Not long into the evening, the organizers behind the Rhode Island Urban Debate League’s annual year-end banquet realized they would need more chairs. The room was quickly filling with about 200 laughing and chattering high school debaters along with their families and coaches, leaving some guests without a seat as the program started.

More fold-out chairs were quickly supplied and the event, designed to celebrate the students’ achievements during the debate season, continued.

RIUDL is run by the Swearer Center for Public Service, which works with community directors to establish debate programs at high schools in the area.

About 140 students from eleven different schools participated this year, said Morgan Whitworth ’09, a RIUDL student coordinator.

The large number of students and schools participating in RIUDL reflects an “upward slope” in the size and capacity of the program, Whitworth said. More than 30 Brown students have volunteered this year to coach the high schoolers, conduct forums about debate, chaperone trips and host and judge local debates.

The RIUDL banquet took place in the Westin Providence, and featured speeches by Mayor David Cicilline ’83 and actor Nate Parker, who is featured in the 2007 motion picture “The Great Debaters.”

A screening of the film, which chronicles the ground-breaking success of an all-black debate team in the 1930s, followed the banquet.

“Although ‘The Great Debaters’ is a Hollywood movie, it really is a Rhode Island story,” Will Tucker ’04, director of RIUDL and the assistant director of the Swearer Center, said in the opening speech. In the speech, Tucker also said he wanted the night to celebrate nine years of partnership between the Swearer Center and RIUDL.

Tucker was followed by Cicilline, who gave a brief speech emphasizing the importance of recovering the “lost art” of debate.

“This is one of the most important times in our country and your voices need to be heard,” Cicilline said. RIUDL “reinforces the power of words” and enables students to develop the skills that allow them to “contribute to democracy,” he said.

Rosanna Castro ’04, a former RIUDL debater and current Providence School Board member, presented year-end awards to students, including Courtney Dwyer, a senior at Woonsocket High School.
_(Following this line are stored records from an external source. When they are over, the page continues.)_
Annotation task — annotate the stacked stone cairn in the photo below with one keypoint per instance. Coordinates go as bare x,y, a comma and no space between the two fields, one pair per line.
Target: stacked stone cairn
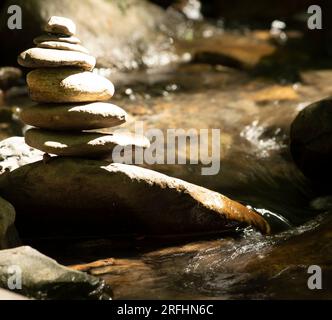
71,99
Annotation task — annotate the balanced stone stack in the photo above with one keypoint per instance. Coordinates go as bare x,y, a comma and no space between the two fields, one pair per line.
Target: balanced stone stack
70,98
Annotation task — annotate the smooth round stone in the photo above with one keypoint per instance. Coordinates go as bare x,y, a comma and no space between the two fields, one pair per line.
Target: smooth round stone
57,38
62,46
81,144
40,58
68,85
74,117
60,25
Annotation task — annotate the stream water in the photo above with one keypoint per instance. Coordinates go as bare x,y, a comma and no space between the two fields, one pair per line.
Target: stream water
254,114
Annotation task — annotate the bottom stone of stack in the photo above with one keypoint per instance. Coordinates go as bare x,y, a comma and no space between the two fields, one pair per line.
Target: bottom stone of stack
82,116
82,144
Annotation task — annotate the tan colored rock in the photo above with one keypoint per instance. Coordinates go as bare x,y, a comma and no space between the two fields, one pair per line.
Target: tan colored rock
51,58
86,116
102,198
62,46
60,25
68,85
57,38
81,144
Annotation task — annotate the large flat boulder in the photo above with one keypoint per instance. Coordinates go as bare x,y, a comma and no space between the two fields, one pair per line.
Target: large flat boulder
35,275
89,197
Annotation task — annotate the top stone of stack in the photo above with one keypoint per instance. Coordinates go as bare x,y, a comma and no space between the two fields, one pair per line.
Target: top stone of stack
60,25
58,48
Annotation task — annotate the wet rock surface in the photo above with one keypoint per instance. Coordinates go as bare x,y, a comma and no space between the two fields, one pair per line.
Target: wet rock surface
44,278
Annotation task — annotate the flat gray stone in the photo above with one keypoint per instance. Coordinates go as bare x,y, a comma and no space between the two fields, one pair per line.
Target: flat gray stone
81,144
51,58
56,38
86,116
58,45
60,25
68,85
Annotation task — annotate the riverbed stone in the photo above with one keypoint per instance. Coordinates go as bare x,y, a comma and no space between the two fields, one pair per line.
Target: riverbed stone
60,25
94,197
56,38
43,278
41,57
68,85
81,144
58,45
311,141
84,116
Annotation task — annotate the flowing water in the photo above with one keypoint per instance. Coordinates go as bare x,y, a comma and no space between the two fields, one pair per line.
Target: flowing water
254,114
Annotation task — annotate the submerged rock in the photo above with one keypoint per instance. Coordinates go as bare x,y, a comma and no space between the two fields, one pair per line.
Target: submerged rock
8,235
44,278
90,197
311,141
68,85
68,116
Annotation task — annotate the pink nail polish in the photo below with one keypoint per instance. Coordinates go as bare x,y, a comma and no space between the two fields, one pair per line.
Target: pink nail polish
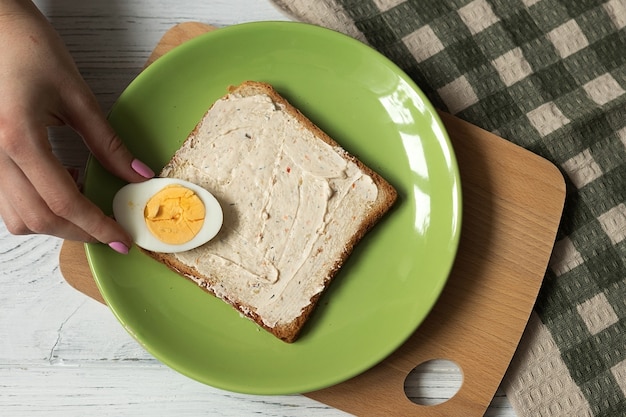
119,247
142,169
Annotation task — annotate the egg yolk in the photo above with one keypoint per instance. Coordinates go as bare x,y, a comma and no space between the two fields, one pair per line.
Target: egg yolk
174,215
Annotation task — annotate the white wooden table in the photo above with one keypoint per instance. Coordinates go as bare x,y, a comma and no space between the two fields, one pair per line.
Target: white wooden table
64,354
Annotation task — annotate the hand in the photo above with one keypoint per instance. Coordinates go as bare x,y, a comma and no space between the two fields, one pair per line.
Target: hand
40,87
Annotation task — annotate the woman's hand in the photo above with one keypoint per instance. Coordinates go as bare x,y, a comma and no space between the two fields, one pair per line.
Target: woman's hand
40,86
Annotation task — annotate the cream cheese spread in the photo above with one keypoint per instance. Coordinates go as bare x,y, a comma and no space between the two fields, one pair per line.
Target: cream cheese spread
291,203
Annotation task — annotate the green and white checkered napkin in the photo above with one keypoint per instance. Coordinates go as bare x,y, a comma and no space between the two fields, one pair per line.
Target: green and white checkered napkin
549,75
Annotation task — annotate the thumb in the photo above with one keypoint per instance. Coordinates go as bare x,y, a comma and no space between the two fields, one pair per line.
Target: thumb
84,115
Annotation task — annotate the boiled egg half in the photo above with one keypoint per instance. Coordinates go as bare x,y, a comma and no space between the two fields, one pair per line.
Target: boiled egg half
168,215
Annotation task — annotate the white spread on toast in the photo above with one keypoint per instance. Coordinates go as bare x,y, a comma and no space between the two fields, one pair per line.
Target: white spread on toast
291,202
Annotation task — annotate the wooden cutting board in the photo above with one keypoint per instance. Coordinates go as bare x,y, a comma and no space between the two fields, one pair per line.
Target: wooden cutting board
512,204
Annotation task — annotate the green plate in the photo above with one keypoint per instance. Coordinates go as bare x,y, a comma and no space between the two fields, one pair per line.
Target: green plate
394,276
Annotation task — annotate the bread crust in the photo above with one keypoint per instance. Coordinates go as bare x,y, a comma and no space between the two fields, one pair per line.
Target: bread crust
386,197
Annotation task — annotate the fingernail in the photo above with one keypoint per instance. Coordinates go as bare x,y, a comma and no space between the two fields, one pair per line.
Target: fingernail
119,247
142,169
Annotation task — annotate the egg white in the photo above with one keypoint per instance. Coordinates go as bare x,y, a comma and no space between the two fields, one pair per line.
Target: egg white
128,208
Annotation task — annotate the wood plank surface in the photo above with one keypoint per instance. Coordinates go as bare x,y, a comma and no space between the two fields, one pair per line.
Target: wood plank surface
512,202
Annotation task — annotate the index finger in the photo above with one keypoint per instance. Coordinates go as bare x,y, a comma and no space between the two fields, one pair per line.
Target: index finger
57,189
“Because of debate, we’re more comfortable speaking in public and supporting our statements well. We know more about the world,” Dwyer said. She and her partner, Preeti Kinha, will attend the National Urban Debate Championships in Chicago in April.
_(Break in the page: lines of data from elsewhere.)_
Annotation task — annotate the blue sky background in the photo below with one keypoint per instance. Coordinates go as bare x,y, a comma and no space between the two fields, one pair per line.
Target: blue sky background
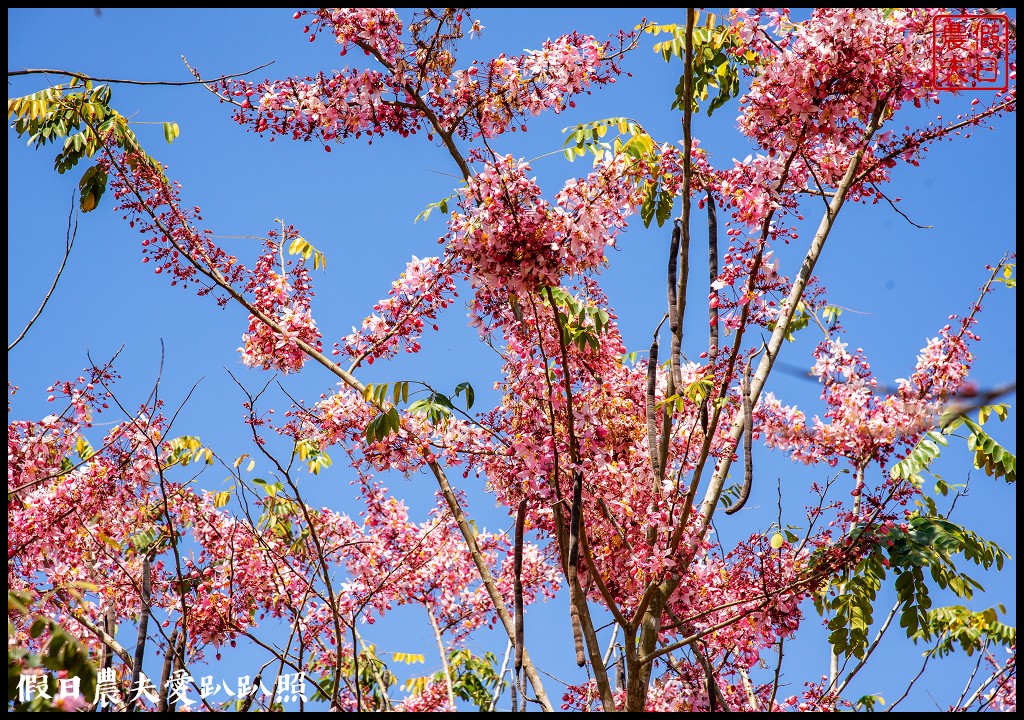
357,205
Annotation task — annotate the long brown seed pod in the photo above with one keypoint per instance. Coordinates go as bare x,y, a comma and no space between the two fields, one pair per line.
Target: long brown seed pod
520,526
651,424
744,390
674,303
143,622
574,599
713,276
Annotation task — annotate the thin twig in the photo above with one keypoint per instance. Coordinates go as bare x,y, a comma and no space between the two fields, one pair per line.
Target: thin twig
69,242
89,78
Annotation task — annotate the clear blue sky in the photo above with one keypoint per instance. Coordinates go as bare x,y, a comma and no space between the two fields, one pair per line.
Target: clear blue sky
357,205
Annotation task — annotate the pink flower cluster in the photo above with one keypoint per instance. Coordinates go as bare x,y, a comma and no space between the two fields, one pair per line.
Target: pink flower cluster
863,426
416,83
513,239
285,299
416,296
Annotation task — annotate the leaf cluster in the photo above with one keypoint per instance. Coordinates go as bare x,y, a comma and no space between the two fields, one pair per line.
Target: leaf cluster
580,324
81,115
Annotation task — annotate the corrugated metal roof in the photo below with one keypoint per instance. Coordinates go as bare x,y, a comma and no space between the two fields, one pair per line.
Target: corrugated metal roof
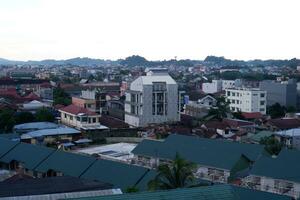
285,166
6,145
68,163
36,125
120,175
215,153
217,192
29,155
50,132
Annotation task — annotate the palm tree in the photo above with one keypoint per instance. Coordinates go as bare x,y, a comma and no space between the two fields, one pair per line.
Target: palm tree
178,174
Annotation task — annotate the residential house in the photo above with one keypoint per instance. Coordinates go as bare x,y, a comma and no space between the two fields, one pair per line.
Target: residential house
80,118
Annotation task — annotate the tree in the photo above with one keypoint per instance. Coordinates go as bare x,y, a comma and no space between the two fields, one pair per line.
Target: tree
24,117
44,115
61,97
272,145
178,174
7,120
276,111
220,111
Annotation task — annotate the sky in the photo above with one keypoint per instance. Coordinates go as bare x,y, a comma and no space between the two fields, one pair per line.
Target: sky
155,29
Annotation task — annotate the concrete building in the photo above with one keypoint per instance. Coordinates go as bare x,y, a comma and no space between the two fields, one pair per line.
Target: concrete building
80,118
247,100
152,99
92,99
213,87
284,93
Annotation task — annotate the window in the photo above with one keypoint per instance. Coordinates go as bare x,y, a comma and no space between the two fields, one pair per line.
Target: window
132,109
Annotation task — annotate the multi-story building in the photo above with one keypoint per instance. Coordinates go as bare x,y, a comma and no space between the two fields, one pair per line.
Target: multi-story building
247,100
152,99
284,93
213,87
80,118
92,99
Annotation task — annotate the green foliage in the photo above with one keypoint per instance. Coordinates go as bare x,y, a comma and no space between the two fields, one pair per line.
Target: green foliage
132,189
24,117
61,97
276,111
7,120
44,115
178,174
272,145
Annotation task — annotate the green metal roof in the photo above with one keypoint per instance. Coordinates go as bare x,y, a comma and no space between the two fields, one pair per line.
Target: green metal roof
209,152
216,192
121,175
68,163
30,155
258,136
286,166
6,145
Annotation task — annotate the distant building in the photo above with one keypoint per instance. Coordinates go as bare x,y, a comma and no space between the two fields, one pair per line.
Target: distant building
92,99
284,93
247,100
213,87
152,99
80,118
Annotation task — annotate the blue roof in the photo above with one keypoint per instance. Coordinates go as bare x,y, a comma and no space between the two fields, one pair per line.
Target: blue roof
285,166
121,175
6,145
29,155
216,192
35,126
209,152
50,132
69,164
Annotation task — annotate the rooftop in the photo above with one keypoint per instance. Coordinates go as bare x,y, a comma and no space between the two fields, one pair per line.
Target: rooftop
221,154
217,192
50,132
75,110
285,166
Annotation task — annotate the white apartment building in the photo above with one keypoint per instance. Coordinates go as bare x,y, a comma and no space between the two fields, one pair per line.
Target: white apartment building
213,87
152,99
247,100
219,85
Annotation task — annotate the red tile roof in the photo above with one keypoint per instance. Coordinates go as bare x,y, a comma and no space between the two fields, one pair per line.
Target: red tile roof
75,110
235,123
285,123
254,115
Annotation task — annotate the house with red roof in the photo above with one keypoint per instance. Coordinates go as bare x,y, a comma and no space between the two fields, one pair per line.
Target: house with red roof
80,118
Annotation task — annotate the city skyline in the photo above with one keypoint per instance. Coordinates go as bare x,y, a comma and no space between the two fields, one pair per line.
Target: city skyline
156,30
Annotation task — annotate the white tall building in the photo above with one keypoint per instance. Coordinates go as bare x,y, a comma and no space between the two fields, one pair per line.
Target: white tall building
152,99
213,87
247,100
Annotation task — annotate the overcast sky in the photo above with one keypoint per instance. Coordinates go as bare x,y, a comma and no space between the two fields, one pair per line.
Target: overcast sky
155,29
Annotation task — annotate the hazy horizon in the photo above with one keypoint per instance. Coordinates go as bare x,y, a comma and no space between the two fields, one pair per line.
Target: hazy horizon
156,30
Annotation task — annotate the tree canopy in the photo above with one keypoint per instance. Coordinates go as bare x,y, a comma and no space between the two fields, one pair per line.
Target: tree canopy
178,174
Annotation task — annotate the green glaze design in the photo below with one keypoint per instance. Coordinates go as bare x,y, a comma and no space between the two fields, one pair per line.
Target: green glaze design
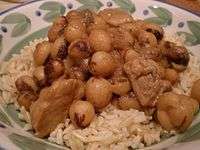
194,27
193,38
156,20
36,35
90,4
193,133
190,39
28,143
4,118
13,114
22,23
1,42
164,16
126,5
55,9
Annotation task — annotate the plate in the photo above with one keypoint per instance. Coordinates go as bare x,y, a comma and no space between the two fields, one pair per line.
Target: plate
24,23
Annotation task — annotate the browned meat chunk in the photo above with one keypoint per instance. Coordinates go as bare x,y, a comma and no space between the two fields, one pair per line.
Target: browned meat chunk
115,16
53,104
145,76
121,38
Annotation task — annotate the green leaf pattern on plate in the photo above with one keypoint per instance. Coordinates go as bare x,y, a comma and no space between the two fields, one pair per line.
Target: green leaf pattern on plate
126,5
164,16
4,118
22,23
54,9
90,4
190,39
28,143
193,38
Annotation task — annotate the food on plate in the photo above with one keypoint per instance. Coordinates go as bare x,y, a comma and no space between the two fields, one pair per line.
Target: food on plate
104,81
176,111
81,113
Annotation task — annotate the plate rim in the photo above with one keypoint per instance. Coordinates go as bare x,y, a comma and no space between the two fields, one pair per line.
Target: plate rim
161,1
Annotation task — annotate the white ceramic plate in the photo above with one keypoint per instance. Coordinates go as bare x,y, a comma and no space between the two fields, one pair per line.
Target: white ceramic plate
30,21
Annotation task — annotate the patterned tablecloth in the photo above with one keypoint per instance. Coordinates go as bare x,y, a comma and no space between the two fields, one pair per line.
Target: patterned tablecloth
192,5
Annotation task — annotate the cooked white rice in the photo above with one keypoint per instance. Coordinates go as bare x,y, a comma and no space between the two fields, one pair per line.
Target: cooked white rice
112,129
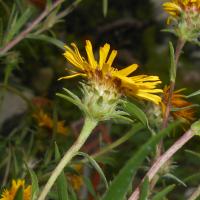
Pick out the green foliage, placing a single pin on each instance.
(19, 194)
(96, 166)
(34, 184)
(173, 64)
(32, 39)
(162, 194)
(144, 189)
(61, 182)
(120, 184)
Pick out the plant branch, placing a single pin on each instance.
(179, 47)
(32, 25)
(195, 194)
(86, 131)
(163, 159)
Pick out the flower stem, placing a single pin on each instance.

The room erupted with loud cheers when Parker took the stage to deliver his keynote address.

Parker spoke about his experience working with fellow actor and director Denzel Washington on the film and how that spurred his involvement with debate programs.

“Being an actor, I live in a fairy tale world where people don’t want to address issues that need to be addressed,” Parker said, citing the “education gap between the haves and have-nots” and the “vicious cycle (of poverty) that destroys our communities” as two of those issues.

Though Parker did not debate in high school, he said being in “The Great Debaters” opened his eyes to the importance of the activity and helped him see debate as more than “just arguing.”

“Debate is a major step in leveling the playing field,” Parker said, before urging the high school students to “spread the good news about debate.”

Before taking questions, Parker asked the participating students to stand.

As they rose to their feet, he leaned towards the microphone and said, “I believe in you. We believe in you. And today we honor your achievement.”